Engineered to Deliver The Bomb, These Amazing Jets Delivered Alright
Development of the North American A3J (after 1962 the A-5) Vigilante began in 1953 as a privately-funded program to build a carrier-based supersonic bomber capable of filling the nuclear strike role for the United States Navy (USN). North American called the program the North American General Purpose Attack Weapon (NAGPAW). After engineering tweaks were incorporated into the design in 1955, the Navy’s Bureau of Aeronautics (BuAer) accepted the design. A contract for two prototypes followed in August of 1956, and North American chief test pilot Dick Wenzel flew the YA3J-1 for the first time almost exactly two years later.
Shocked and Awestruck
That’s how the Viggie got started. Nothing terribly surprising there. But the jet was nothing short of revolutionary for its time. The first production A3J-1 flew in 1960. Carrier qualification was completed aboard the carrier USS Saratoga (CVA-60) in 1960. When the A3J-1 became operational with Heavy Attack Squadron THREE (VAH-3) Sea Dragons at Naval Air Station (NAS) Sanford in Florida during June of 1961 it was the one of the largest, fastest, and most complex aircraft ever to be based aboard Navy aircraft carriers. Though only 156 of these awe-inspiring jets were produced, veterans of its era will never forget its combination of speed and power.
Power = Speed!
That power came from two General Electric J79-GE-8 afterburning turbojet engines- the very same power plants used in the McDonnell Douglas F-4 Phantom II and the Convair B-58 Hustler bomber among others. And the speed? Well the Viggie was easily capable of Mach 2 speeds at high altitudes (during a record-setting attempt the aircraft topped Mach 2.5) and supersonic speeds down low. McNamara’s 1962 Tri-Services Designation plan changed the bomber A3J-1 designator to A-5A, the bomber A3J-2 designator to A-5B, the bomber A3J-3 designator to A-5C, and the reconnaissance A3J-2P designator to RA-5C. Alphabet soup!
Firsts and Foremosts
The revolutionary aspects of the Vigilante included a number of firsts, including the first fly-by-wire control system (with mechanical backup) in a production jet, the computerized AN/ASB-12 attack/navigation system displayed on a head-up display (HUD) or Pilot’s Projected Display Indicator (PPDI) as it was called at the time, the multi-mode mono-pulse radar system with terrain-avoidance features, the radar-equipped inertial navigation system (REINS) which was based on similar tech used in North American’s SM-64 Navaho missile, the closed-circuit television camera under the jet’s nose, and the Versatile Digital Analyzer (VERDAN, a small digital computer) capable of integrating the “take” from the sensors.
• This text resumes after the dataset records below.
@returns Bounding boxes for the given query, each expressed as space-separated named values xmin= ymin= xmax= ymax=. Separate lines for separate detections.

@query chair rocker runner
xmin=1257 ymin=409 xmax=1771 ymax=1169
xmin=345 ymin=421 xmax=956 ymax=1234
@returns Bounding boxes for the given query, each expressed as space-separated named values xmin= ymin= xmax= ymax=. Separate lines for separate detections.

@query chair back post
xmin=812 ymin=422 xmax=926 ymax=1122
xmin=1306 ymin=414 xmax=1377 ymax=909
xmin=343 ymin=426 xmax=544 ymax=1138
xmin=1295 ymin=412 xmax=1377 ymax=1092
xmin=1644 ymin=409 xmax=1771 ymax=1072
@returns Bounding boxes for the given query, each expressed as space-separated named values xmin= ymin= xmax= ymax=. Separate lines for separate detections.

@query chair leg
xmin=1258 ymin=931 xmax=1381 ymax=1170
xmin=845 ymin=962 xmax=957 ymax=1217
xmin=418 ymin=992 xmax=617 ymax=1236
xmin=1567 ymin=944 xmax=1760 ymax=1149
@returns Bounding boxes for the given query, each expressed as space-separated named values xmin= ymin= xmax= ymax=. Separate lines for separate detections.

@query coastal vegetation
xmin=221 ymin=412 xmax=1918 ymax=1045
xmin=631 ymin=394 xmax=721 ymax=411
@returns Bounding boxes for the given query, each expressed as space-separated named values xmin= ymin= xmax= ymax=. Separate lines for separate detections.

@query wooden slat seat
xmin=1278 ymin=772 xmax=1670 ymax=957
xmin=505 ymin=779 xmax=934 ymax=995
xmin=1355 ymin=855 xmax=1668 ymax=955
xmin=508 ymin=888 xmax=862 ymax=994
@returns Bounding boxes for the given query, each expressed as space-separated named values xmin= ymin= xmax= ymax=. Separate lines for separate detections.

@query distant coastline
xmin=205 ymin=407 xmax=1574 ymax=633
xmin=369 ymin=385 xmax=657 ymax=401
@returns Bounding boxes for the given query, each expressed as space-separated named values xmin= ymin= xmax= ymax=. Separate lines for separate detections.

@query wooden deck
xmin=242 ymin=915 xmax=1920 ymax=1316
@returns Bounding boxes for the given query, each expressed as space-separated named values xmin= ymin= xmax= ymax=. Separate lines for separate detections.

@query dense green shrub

Other features of the Viggie’s design that weren’t necessarily firsts included the small-area highly-loaded 37.5 degree swept wing equipped with boundary-layer control system (or blown) flaps without ailerons (spoilers/deflectors were used for roll control), the one-piece powered (all-moving) vertical and horizontal stabilizers, the variable engine inlets with both profile and area adjustments, the fully retractable refueling probe, the extensive use of titanium in the structure of the jet, the one-piece aluminum-lithium alloy wing skins, and even gold film and plating in the engine bays to reduce heat radiated through the structure.
The Vigilante also incorporated other new or emerging engineering such as an internal bomb bay (more about that later), a one-piece acrylic frameless windshield, and the use of inert nitrogen rather than flammable hydraulic fluid in hotter areas of the airframe. The jet was built with folding wings and vertical stabilizer as well as a nose radome that could be swung back along the side of the forward fuselage to decrease footprint aboard ship. The aircraft’s high-mounted swept wings and narrow-track landing gear, coupled with high approach speeds and angle of attack, could and sometimes did make for “interesting” carrier recoveries although the jet’s auto-throttle feature helped.
Train in the Tunnel
One unique aspect of the A-5 design was the linear bomb bay. Rather than release ordnance using conventional bomb bay doors in the aircraft’s underside, the Vigilante was designed to release “special” weapons from the aft fuselage horizontally between the two engines. Typically consisting of a Mark 28 thermonuclear bomb with a pair of attached fuel tanks, the payload was dubbed a “stores train.” Never (thankfully) used as designed, the internal bomb bay was instead used to carry additional fuel and occasionally mission electronics, especially in the RA-5C variants- although several times during cat shots the internal fuel tanks were left on the deck.